Kita ketika akan menjalankan
suatu ibadah pasti memperhatikan syarat ibadah tersebut sudah terpenuhi atau
belum. Misalkan saat kita akan sholat, kita pasti berwudhu terlebih dahulu. Saat
kita akan zakat mal pasti kita menghitung dulu harta kita sudah mencapai syarat
(nisob) atau belum. Syarat begitu penting dalam menjalankan ibadah, jika syaratnya
tidak terpenuhi, ibadahnya pun tidak akan terpenuhi juga. Maka disamping mempersiapkan
diri untuk menjalankan ibadah, kita juga perlu untuk memperhatikan terpenuhi atau tidak syarat ibadahnya. Sehingga
saat kita telah memenuhi syarat yang ditentukan, disitulah kita baru merasakan
nikmatnya ibadah.
Jika kita perhatikan, konsep logika syarat ini
juga dipakai dalam konteks keseharian kita. Ketika kita kecil apabila datang ke
suatu wahana bermain, kita akan menjumpai tidak semua wahana boleh kita naiki. Biasanya
di wahana tertentu ada syarat yang harus dipenuhi dulu bisa berupa tinggi
badan, berat badan, melepas baju dsb. Saat sekolah diharuskan untuk mengerjakan
ujian sebagai syarat agar dapat naik kelas. Begitu menginspirasinya Islam
sehingga syariatnya dicontoh dan diaplikasikan dalam konteks yang berbeda-beda.

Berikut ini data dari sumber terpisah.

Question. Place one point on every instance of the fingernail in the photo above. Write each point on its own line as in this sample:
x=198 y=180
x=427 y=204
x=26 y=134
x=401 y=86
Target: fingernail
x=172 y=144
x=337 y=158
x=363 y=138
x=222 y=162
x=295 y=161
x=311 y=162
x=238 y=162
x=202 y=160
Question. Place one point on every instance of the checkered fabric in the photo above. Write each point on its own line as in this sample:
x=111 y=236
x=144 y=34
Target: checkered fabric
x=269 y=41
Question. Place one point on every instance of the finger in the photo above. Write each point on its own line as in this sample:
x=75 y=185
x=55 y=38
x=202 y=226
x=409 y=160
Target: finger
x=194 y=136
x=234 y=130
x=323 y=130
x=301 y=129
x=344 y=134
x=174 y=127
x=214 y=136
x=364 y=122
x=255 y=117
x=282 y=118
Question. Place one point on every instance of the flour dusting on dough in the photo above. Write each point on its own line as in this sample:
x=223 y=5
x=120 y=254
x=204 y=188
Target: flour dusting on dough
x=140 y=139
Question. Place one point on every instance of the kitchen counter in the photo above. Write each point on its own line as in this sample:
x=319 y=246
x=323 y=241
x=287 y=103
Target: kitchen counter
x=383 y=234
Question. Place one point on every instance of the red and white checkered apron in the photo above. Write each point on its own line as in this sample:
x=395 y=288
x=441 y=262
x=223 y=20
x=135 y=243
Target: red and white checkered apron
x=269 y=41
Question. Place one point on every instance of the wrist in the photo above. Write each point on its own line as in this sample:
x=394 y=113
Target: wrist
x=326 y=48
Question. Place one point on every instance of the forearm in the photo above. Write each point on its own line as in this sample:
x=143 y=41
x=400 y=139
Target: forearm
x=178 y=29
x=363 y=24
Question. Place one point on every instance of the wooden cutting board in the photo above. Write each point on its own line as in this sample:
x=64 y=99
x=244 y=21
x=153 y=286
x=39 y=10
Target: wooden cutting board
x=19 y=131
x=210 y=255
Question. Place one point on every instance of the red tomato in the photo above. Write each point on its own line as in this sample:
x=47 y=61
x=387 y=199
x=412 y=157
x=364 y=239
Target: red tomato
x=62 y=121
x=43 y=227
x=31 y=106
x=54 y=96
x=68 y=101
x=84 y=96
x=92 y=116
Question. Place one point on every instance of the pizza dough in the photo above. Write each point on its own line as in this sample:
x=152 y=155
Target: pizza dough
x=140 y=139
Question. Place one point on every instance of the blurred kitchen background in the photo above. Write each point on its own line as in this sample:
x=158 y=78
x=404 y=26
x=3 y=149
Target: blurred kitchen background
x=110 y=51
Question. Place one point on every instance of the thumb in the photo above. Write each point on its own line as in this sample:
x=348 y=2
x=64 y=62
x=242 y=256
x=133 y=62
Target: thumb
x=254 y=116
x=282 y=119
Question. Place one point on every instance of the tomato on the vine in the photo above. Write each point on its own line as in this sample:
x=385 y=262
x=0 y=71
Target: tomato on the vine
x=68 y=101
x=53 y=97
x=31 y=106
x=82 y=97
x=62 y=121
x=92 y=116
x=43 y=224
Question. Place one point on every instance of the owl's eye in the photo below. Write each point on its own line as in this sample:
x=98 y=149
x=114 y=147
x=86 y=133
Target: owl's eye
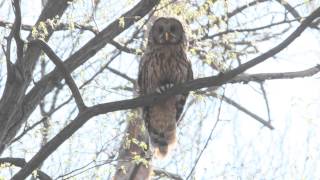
x=172 y=28
x=160 y=29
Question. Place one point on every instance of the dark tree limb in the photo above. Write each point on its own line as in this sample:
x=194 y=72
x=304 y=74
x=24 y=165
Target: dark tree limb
x=12 y=107
x=59 y=63
x=90 y=112
x=20 y=162
x=47 y=83
x=245 y=78
x=163 y=173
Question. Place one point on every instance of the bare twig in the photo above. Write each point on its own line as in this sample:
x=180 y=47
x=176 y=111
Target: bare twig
x=20 y=162
x=90 y=112
x=161 y=173
x=209 y=138
x=133 y=81
x=243 y=109
x=59 y=63
x=16 y=29
x=265 y=97
x=270 y=76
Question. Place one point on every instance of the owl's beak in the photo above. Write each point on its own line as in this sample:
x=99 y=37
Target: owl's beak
x=166 y=36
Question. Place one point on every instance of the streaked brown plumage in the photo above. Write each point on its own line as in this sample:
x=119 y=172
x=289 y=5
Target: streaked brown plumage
x=164 y=64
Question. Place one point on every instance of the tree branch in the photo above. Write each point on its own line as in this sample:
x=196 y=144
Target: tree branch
x=16 y=29
x=271 y=76
x=90 y=112
x=161 y=173
x=59 y=63
x=20 y=162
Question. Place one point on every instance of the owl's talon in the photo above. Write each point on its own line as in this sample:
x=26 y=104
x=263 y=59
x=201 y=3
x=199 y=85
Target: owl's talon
x=163 y=88
x=158 y=90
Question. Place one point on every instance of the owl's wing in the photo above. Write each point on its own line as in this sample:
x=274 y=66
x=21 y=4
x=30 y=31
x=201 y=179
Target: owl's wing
x=141 y=84
x=181 y=99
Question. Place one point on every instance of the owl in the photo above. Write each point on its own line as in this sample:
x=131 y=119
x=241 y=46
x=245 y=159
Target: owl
x=163 y=65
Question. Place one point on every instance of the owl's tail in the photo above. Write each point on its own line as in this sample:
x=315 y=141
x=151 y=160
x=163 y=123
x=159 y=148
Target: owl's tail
x=163 y=142
x=161 y=125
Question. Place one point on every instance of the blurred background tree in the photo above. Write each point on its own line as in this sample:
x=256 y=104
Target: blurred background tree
x=70 y=64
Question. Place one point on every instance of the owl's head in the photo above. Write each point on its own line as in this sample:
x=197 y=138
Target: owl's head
x=167 y=31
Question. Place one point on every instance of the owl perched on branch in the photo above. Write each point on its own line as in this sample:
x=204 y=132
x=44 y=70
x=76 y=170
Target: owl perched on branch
x=163 y=65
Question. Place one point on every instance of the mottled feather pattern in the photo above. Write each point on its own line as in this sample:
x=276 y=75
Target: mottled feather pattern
x=163 y=64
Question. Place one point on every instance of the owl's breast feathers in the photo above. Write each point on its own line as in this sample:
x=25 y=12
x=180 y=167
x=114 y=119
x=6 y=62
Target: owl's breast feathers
x=160 y=66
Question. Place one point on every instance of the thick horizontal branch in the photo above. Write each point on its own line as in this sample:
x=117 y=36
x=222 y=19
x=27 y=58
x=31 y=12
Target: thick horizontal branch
x=90 y=112
x=271 y=76
x=47 y=83
x=20 y=162
x=164 y=173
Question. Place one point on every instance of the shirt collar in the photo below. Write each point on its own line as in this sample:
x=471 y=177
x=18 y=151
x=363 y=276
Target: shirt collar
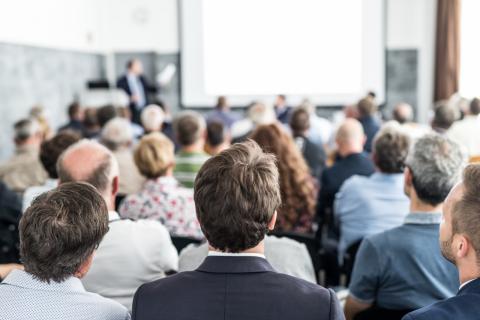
x=24 y=279
x=423 y=218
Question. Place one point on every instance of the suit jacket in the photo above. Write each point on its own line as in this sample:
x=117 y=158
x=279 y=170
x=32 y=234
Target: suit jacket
x=465 y=306
x=234 y=288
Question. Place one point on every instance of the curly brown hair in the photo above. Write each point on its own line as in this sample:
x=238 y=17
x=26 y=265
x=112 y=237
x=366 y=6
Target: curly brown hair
x=296 y=185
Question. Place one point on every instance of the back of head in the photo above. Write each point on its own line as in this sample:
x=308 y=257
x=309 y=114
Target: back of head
x=436 y=164
x=51 y=150
x=117 y=133
x=88 y=161
x=154 y=155
x=189 y=127
x=300 y=121
x=367 y=107
x=390 y=149
x=152 y=118
x=236 y=194
x=60 y=231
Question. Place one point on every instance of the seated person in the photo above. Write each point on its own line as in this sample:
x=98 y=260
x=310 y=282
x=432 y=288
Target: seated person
x=285 y=255
x=460 y=240
x=73 y=220
x=402 y=268
x=236 y=281
x=50 y=151
x=369 y=205
x=132 y=252
x=189 y=128
x=161 y=198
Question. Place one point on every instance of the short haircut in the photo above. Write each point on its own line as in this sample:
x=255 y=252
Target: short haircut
x=216 y=133
x=236 y=194
x=475 y=106
x=25 y=128
x=117 y=133
x=436 y=164
x=189 y=127
x=390 y=147
x=154 y=155
x=51 y=150
x=61 y=229
x=300 y=121
x=465 y=216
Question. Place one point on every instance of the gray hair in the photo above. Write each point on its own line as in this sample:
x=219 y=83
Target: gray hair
x=436 y=164
x=117 y=133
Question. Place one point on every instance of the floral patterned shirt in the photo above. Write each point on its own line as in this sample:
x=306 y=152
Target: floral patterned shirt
x=163 y=199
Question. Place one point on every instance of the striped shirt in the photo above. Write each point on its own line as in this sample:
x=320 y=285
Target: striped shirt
x=187 y=164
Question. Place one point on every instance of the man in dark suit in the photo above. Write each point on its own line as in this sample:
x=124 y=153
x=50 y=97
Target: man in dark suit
x=236 y=198
x=136 y=87
x=460 y=244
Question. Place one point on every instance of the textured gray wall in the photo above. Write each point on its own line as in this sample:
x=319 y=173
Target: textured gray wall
x=52 y=78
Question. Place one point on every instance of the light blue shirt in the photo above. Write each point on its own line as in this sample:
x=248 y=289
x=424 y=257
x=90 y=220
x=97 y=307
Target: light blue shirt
x=369 y=205
x=24 y=297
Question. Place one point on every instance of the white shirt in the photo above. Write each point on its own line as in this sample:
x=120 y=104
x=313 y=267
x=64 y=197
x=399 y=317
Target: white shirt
x=131 y=253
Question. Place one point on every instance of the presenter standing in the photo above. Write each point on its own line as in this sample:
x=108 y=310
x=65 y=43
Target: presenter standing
x=136 y=87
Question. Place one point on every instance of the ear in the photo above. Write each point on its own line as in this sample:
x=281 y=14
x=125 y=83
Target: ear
x=271 y=224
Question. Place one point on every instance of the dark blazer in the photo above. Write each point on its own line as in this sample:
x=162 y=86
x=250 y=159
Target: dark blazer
x=464 y=306
x=234 y=288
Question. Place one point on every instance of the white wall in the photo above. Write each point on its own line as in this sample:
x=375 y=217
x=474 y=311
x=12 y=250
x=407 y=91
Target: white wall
x=411 y=25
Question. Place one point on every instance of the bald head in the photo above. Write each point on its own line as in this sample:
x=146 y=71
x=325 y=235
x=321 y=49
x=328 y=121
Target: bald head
x=91 y=162
x=350 y=137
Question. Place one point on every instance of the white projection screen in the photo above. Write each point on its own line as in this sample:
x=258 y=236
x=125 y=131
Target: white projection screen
x=331 y=52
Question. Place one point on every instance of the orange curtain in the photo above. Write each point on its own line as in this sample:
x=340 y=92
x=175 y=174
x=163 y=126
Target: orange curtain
x=447 y=53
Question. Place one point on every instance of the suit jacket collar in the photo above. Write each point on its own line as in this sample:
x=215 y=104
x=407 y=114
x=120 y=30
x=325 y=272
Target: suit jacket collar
x=217 y=264
x=471 y=287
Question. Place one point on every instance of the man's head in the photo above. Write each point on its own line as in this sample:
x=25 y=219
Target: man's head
x=390 y=148
x=51 y=150
x=403 y=113
x=117 y=134
x=89 y=161
x=434 y=166
x=60 y=231
x=460 y=226
x=152 y=118
x=350 y=137
x=236 y=196
x=300 y=121
x=28 y=132
x=189 y=127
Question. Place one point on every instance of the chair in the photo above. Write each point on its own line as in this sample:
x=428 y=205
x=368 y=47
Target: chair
x=181 y=242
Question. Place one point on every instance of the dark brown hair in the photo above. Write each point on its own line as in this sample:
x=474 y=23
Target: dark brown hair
x=236 y=194
x=61 y=229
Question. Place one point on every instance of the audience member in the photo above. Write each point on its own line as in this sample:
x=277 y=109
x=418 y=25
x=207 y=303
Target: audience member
x=132 y=252
x=50 y=151
x=24 y=169
x=10 y=214
x=285 y=255
x=58 y=236
x=190 y=132
x=313 y=154
x=117 y=136
x=161 y=198
x=76 y=117
x=467 y=131
x=460 y=243
x=367 y=205
x=222 y=113
x=367 y=108
x=402 y=268
x=218 y=138
x=296 y=185
x=282 y=110
x=236 y=196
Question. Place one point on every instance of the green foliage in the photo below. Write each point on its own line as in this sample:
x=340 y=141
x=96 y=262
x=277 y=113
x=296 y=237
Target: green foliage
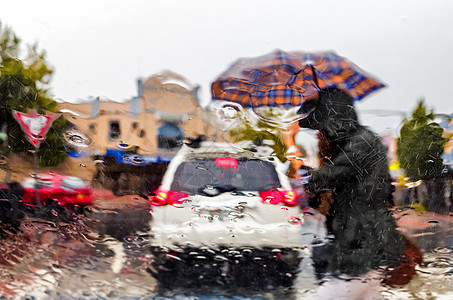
x=22 y=85
x=258 y=130
x=420 y=145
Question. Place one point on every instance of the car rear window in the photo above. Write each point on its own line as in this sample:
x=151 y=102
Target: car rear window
x=245 y=175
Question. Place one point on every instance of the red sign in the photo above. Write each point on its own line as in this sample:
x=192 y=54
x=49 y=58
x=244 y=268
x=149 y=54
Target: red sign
x=35 y=125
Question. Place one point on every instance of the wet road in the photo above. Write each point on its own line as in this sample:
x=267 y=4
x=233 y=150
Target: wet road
x=105 y=254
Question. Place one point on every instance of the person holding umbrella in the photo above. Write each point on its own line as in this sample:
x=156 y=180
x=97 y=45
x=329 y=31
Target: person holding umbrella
x=352 y=186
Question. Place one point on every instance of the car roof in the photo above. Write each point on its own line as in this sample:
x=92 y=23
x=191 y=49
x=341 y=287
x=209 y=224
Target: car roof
x=242 y=149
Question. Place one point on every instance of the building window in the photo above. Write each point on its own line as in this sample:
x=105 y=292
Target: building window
x=169 y=136
x=115 y=131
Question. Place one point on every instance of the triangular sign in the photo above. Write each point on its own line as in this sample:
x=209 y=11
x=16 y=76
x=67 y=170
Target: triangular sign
x=35 y=125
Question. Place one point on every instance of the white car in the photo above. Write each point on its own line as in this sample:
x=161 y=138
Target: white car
x=224 y=214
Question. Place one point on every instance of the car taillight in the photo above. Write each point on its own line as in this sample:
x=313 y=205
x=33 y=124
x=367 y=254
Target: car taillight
x=275 y=196
x=167 y=197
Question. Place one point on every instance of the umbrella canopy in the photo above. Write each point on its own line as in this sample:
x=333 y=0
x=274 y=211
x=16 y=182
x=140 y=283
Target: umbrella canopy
x=287 y=79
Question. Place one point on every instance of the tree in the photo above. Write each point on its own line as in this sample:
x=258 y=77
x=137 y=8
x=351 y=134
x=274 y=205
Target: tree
x=420 y=145
x=259 y=130
x=22 y=87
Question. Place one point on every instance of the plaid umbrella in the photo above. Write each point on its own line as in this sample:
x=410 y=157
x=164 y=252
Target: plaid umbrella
x=288 y=79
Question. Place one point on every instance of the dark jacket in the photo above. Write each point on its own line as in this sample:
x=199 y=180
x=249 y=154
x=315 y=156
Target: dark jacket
x=354 y=167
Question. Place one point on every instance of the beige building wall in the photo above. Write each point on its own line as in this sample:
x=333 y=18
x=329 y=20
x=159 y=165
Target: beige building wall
x=162 y=98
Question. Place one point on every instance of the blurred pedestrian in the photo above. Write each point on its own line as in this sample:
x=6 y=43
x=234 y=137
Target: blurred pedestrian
x=353 y=166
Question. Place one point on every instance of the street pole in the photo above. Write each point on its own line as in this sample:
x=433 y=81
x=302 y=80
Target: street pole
x=36 y=167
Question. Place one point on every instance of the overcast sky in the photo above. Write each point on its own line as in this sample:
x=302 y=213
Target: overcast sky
x=102 y=47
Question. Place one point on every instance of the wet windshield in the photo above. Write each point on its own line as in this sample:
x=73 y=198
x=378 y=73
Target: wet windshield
x=245 y=175
x=246 y=150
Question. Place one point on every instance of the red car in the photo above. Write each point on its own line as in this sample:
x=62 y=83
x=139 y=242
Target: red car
x=69 y=191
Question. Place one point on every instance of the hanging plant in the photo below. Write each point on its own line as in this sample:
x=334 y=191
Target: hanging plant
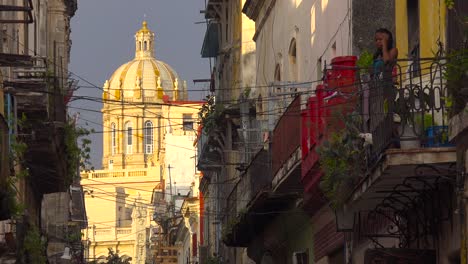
x=209 y=114
x=78 y=150
x=342 y=157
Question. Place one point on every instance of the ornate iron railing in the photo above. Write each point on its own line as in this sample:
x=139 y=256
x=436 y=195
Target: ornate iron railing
x=401 y=109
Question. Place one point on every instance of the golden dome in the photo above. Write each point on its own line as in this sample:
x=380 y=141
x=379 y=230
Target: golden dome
x=144 y=76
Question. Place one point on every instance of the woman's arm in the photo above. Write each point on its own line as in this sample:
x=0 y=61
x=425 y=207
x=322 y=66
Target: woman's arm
x=389 y=55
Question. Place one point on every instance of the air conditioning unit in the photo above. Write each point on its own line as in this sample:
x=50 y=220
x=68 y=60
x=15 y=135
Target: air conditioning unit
x=300 y=258
x=149 y=149
x=129 y=149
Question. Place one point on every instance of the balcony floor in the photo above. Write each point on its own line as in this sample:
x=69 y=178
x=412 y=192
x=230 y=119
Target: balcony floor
x=423 y=165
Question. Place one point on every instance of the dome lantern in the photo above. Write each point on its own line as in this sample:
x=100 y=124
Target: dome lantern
x=144 y=42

Dari sekian lama kita hidup di dunia,
mau tidak mau kita pasti dihadapkan dengan persoalan-persoalan hidup yang datang
silih berganti. Kadangkala persoalan hidup itu terasa ringan tapi kadang juga
terasa berat. Jika kita beranggapan persoalan itu sebagai beban, maka yang keluar
dari diri kita adalah kebencian dan ketidak adilan. Namun, jika kita pahami
persoalan itu sebagai syarat agar kita bisa “naik kelas” seberat apapun persoalan yang kita jalani yang
keluar dari diri kita adalah kasih sayang dan harapan. Kok bisa? Orang yang logikanya
tertata untuk melihat persoalan hidup sebagai “syarat” akan mempunyai pemahaman
untuk mendapatkan derajat yang tinggi perlu persoalan yang tinggi pula. Tidak adalagi
kata “baper”.
Sebuah matriks dikatakan pantas
mempunyai invers harus diuji dulu kok matriks itu punya determinan atau tidak,
masak manusia enggak mau diuji? Kita sadar bahwa kita ini masih sangat lemah. Kita
juga menyadari diri ini belum kuat untuk menerima persoalan yang begitu berat. Oleh
karena itu mari kita berproses, tidak adalagi kata terlambat untuk berproses. Mulai
sekarang juga, setidaknya kita sudah punya modal awal yaitu niat. Lihatlah kisah
para nabi, mereka di uji dengan ujian super berat sehingga mereka mempunyai
kedudukan yang tinggi di sisi Allah. Tidak perlu menginginkan kedudukan para
nabi, maqom mereka berbeda dengan kita. Ayo kita mulai berlatih hingga suatu
saat kita akan merasa kok hidup kita datar-datar saja ya, tidak ada masalah
yang berarti? Apa sekarang Allah tidak sayang lagi pada kita?